Well, they are going to Fiji next summer. 

Apparently one of the kids in your elementary school is a producer for the show and thought it would be a good idea. Yeah, someone from your hometown who you grew up with is now greenlighting international television events. They thought it would be interesting to revisit this chemistry. And yes, this person who is your age and has experienced almost all the same things as you is doing better than you. Don’t make a scene about it please. 

Anyways, over a decade later, they’ve found themselves both divorced and not really up to much besides pretending they “still love teaching.” Even though they hate kids, and grading, and that stupid fucking building. With no summer plans, they decided to go to Love Island. Even though they’re both lowkey too old, #maybethegoldenbachelorhun? Honestly you should be dreading this. The real world is infiltrating your summer love palace. It’s going to be harder and harder to ignore the fact that this show is maybe a little bit unethical?

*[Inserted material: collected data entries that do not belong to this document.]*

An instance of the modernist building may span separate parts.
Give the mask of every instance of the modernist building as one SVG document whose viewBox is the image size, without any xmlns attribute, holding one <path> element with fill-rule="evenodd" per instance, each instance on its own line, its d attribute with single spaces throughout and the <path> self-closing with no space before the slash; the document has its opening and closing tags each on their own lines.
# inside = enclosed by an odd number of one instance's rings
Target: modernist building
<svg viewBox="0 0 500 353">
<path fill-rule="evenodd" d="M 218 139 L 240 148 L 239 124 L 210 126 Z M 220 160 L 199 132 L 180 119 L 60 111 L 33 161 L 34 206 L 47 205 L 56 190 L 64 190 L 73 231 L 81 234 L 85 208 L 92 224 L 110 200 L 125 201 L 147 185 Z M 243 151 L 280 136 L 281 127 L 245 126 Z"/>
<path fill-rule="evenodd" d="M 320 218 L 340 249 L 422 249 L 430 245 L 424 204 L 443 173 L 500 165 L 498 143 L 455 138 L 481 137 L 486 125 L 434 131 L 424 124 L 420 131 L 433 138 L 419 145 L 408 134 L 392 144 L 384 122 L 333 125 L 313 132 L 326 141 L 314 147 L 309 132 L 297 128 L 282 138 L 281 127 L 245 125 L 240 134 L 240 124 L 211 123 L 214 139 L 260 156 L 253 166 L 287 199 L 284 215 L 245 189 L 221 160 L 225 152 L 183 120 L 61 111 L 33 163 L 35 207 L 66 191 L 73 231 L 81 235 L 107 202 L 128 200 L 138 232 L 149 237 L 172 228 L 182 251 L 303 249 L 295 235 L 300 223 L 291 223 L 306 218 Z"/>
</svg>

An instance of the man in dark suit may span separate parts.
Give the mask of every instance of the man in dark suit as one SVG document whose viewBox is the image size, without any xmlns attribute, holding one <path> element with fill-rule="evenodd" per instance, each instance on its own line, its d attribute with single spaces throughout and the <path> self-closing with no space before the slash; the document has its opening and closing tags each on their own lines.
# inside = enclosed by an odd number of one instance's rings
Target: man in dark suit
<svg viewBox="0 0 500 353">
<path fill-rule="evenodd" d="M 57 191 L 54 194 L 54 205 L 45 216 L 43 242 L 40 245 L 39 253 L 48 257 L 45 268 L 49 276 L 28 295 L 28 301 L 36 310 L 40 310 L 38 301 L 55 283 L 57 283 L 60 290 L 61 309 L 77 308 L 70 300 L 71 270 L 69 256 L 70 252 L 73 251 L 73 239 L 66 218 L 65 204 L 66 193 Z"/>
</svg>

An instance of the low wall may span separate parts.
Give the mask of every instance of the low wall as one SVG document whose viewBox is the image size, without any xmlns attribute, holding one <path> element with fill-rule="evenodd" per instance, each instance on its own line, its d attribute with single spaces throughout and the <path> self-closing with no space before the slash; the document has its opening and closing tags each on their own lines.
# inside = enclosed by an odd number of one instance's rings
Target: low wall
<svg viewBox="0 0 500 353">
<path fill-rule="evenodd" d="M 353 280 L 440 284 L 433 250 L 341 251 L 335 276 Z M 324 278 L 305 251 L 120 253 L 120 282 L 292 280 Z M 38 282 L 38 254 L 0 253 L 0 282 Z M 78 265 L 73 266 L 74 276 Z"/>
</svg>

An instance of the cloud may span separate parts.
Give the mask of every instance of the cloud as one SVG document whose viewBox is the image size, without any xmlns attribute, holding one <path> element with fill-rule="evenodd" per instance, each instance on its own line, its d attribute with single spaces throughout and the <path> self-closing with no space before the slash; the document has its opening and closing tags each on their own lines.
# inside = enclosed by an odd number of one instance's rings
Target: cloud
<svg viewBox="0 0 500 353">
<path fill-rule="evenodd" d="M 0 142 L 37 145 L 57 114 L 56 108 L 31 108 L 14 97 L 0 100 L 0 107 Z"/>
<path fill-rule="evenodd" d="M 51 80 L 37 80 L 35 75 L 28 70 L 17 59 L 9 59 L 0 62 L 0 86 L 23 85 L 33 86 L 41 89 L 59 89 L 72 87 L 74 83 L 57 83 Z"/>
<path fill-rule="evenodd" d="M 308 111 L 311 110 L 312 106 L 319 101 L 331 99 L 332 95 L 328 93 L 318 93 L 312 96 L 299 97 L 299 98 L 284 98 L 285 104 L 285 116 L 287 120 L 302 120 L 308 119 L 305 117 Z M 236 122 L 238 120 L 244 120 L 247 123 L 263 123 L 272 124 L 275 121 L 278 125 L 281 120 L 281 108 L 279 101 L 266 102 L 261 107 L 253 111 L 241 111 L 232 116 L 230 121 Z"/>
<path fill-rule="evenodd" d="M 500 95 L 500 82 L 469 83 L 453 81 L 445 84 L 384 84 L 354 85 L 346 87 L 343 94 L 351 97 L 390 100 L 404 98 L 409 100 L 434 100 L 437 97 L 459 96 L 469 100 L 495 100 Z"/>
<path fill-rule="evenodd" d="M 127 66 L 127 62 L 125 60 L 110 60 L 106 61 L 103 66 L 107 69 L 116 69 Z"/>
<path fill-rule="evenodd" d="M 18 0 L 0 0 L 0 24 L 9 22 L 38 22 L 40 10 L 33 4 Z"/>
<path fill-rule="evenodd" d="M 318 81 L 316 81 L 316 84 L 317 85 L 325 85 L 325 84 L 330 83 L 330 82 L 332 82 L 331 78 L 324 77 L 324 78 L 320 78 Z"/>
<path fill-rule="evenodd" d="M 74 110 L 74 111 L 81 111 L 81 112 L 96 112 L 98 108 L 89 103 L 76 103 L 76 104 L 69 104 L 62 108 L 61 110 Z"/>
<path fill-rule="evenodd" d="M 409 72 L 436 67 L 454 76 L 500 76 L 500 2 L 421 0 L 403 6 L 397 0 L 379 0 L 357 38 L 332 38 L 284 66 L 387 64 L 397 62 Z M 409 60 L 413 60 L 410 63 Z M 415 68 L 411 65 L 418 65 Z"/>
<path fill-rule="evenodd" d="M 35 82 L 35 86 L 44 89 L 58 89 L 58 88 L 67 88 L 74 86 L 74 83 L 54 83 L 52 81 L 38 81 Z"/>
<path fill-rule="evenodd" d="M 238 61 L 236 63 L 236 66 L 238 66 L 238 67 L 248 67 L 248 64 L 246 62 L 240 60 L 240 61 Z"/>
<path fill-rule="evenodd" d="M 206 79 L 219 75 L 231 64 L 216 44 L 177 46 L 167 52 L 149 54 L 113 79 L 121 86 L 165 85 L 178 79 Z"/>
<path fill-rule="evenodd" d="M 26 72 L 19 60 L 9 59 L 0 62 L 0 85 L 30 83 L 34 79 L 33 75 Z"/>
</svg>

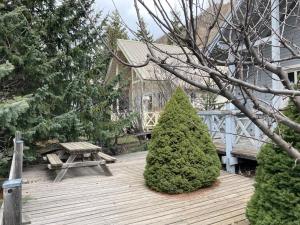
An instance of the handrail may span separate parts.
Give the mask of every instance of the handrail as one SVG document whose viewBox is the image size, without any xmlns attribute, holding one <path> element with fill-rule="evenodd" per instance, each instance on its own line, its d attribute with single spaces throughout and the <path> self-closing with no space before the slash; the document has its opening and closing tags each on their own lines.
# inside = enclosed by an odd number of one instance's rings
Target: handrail
<svg viewBox="0 0 300 225">
<path fill-rule="evenodd" d="M 9 179 L 3 183 L 3 204 L 0 210 L 1 225 L 22 224 L 22 170 L 23 141 L 21 133 L 14 138 L 14 154 L 10 167 Z"/>
</svg>

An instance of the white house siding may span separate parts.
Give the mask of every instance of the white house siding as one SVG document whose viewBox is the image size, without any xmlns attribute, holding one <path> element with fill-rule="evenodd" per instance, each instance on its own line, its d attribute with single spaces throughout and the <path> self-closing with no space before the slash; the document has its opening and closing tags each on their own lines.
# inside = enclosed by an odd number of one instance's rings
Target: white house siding
<svg viewBox="0 0 300 225">
<path fill-rule="evenodd" d="M 295 9 L 295 12 L 298 12 L 300 16 L 300 11 L 299 9 Z M 287 24 L 290 26 L 285 26 L 285 31 L 284 31 L 284 37 L 287 37 L 288 40 L 293 41 L 295 45 L 300 46 L 300 21 L 299 18 L 297 20 L 296 16 L 290 16 L 287 19 Z M 271 59 L 271 46 L 266 45 L 266 47 L 263 50 L 263 56 L 265 58 Z M 286 49 L 286 48 L 281 48 L 280 52 L 281 58 L 287 58 L 291 56 L 291 53 Z M 291 69 L 299 69 L 300 70 L 300 60 L 295 59 L 295 60 L 288 60 L 284 61 L 281 63 L 281 66 L 289 71 Z M 245 80 L 248 82 L 259 85 L 259 86 L 265 86 L 265 87 L 272 87 L 272 76 L 270 72 L 264 71 L 262 69 L 259 69 L 254 66 L 249 66 L 245 67 Z M 272 95 L 270 94 L 265 94 L 265 93 L 260 93 L 260 92 L 254 92 L 255 96 L 258 99 L 261 99 L 262 101 L 265 101 L 266 103 L 271 103 L 272 102 Z M 239 98 L 243 98 L 241 95 L 240 90 L 236 90 L 236 94 Z M 249 103 L 247 103 L 249 105 Z M 250 105 L 249 105 L 250 106 Z"/>
<path fill-rule="evenodd" d="M 300 16 L 300 11 L 299 7 L 295 9 L 295 12 L 298 12 L 298 16 Z M 288 37 L 289 40 L 293 41 L 297 46 L 300 46 L 300 20 L 299 17 L 297 18 L 296 16 L 290 16 L 287 19 L 287 24 L 289 26 L 285 26 L 285 32 L 284 36 Z M 281 58 L 286 58 L 290 57 L 291 53 L 287 49 L 282 49 L 281 50 Z M 299 65 L 300 67 L 300 60 L 289 60 L 286 62 L 282 62 L 281 65 L 283 67 L 295 67 Z"/>
<path fill-rule="evenodd" d="M 264 48 L 263 50 L 263 55 L 264 57 L 270 58 L 271 57 L 271 47 L 268 46 L 266 48 Z M 262 70 L 258 67 L 255 66 L 245 66 L 244 67 L 244 80 L 257 85 L 257 86 L 266 86 L 266 87 L 271 87 L 270 85 L 272 85 L 272 75 L 271 73 Z M 244 102 L 244 96 L 242 95 L 242 92 L 240 89 L 236 89 L 235 90 L 236 96 L 242 101 Z M 257 91 L 253 91 L 253 94 L 258 98 L 261 99 L 262 101 L 266 102 L 266 103 L 270 103 L 272 101 L 272 96 L 266 93 L 261 93 L 261 92 L 257 92 Z M 246 105 L 248 105 L 249 107 L 252 107 L 252 105 L 250 105 L 249 101 L 248 102 L 244 102 Z"/>
</svg>

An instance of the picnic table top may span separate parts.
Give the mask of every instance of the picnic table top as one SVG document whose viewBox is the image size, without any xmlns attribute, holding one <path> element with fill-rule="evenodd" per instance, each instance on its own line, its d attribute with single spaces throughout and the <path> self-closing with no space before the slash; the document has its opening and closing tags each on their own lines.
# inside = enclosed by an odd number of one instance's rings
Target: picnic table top
<svg viewBox="0 0 300 225">
<path fill-rule="evenodd" d="M 101 147 L 89 142 L 67 142 L 60 145 L 70 154 L 99 152 Z"/>
</svg>

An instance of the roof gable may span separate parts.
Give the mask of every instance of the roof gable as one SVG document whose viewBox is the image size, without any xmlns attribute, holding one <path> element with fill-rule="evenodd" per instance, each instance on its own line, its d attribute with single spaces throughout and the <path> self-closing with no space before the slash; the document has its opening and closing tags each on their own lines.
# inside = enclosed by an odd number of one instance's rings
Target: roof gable
<svg viewBox="0 0 300 225">
<path fill-rule="evenodd" d="M 117 41 L 117 47 L 118 51 L 124 55 L 129 64 L 142 64 L 147 60 L 147 55 L 150 54 L 147 45 L 139 41 L 119 39 Z M 174 66 L 176 70 L 180 70 L 180 72 L 184 73 L 189 80 L 203 83 L 206 77 L 208 77 L 206 72 L 188 66 L 186 63 L 187 57 L 181 47 L 154 43 L 150 48 L 155 57 L 166 59 L 167 64 Z M 188 49 L 185 50 L 189 53 Z M 168 54 L 172 55 L 172 57 L 168 56 Z M 191 60 L 197 60 L 192 54 L 189 56 Z M 108 71 L 108 74 L 110 75 L 114 70 L 114 63 L 116 63 L 116 60 L 112 59 Z M 173 74 L 167 72 L 153 62 L 149 62 L 149 64 L 144 67 L 132 69 L 143 80 L 171 81 L 176 86 L 191 88 L 185 81 L 175 77 Z"/>
</svg>

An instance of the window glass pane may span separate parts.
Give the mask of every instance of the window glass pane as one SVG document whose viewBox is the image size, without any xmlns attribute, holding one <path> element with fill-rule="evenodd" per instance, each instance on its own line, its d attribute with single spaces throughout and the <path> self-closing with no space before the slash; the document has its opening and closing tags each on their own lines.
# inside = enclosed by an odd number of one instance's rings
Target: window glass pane
<svg viewBox="0 0 300 225">
<path fill-rule="evenodd" d="M 288 77 L 291 83 L 295 83 L 295 73 L 288 73 Z"/>
<path fill-rule="evenodd" d="M 144 110 L 147 112 L 150 112 L 150 111 L 152 111 L 152 106 L 153 106 L 152 95 L 144 95 L 144 97 L 143 97 Z"/>
</svg>

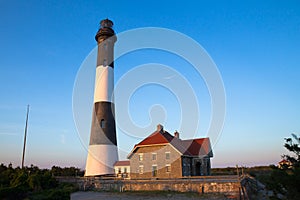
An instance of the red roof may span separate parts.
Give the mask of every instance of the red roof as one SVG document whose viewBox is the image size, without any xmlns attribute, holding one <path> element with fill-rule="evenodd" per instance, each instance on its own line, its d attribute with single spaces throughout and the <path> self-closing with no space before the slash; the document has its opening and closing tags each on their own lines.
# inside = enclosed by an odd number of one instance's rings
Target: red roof
<svg viewBox="0 0 300 200">
<path fill-rule="evenodd" d="M 129 166 L 130 161 L 129 160 L 120 160 L 115 162 L 114 166 Z"/>
<path fill-rule="evenodd" d="M 181 140 L 177 137 L 172 136 L 170 133 L 164 130 L 155 131 L 150 136 L 142 140 L 140 143 L 136 144 L 131 153 L 133 153 L 135 149 L 139 147 L 162 144 L 172 145 L 182 155 L 213 157 L 209 138 Z M 128 157 L 130 157 L 131 153 Z"/>
<path fill-rule="evenodd" d="M 283 159 L 282 161 L 279 162 L 279 164 L 281 164 L 281 163 L 291 163 L 291 162 L 288 161 L 288 160 Z"/>
<path fill-rule="evenodd" d="M 168 133 L 165 134 L 167 135 Z M 143 141 L 138 143 L 137 145 L 141 146 L 141 145 L 151 145 L 151 144 L 165 144 L 165 143 L 169 143 L 169 140 L 167 138 L 169 137 L 165 137 L 159 131 L 156 131 L 152 133 L 150 136 L 148 136 L 147 138 L 145 138 Z"/>
</svg>

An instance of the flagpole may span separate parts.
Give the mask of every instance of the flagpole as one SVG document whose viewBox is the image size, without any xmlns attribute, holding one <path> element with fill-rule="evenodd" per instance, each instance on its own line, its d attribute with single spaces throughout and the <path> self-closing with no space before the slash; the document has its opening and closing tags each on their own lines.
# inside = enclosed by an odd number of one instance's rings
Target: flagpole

Also you have to see your teachers in swimwear. And in relationships. And doing the heartrate challenge. Acting like they haven’t yelled “inside voices please” at a child in the past 3 months. 
But look on the bright side: this is going to be the superbowl for your elementary school friends. Group chats will run rampant with awful fan edits of your two teachers making longing eyes at each other from across the villa. They’ll definitely make a ship name for their couple. You might even be able to ride the coattails of their fame. Post a picture of your fourth grade yearbook or something. 

This summer, your childhood is being televised.

And unfortunately, America is seated.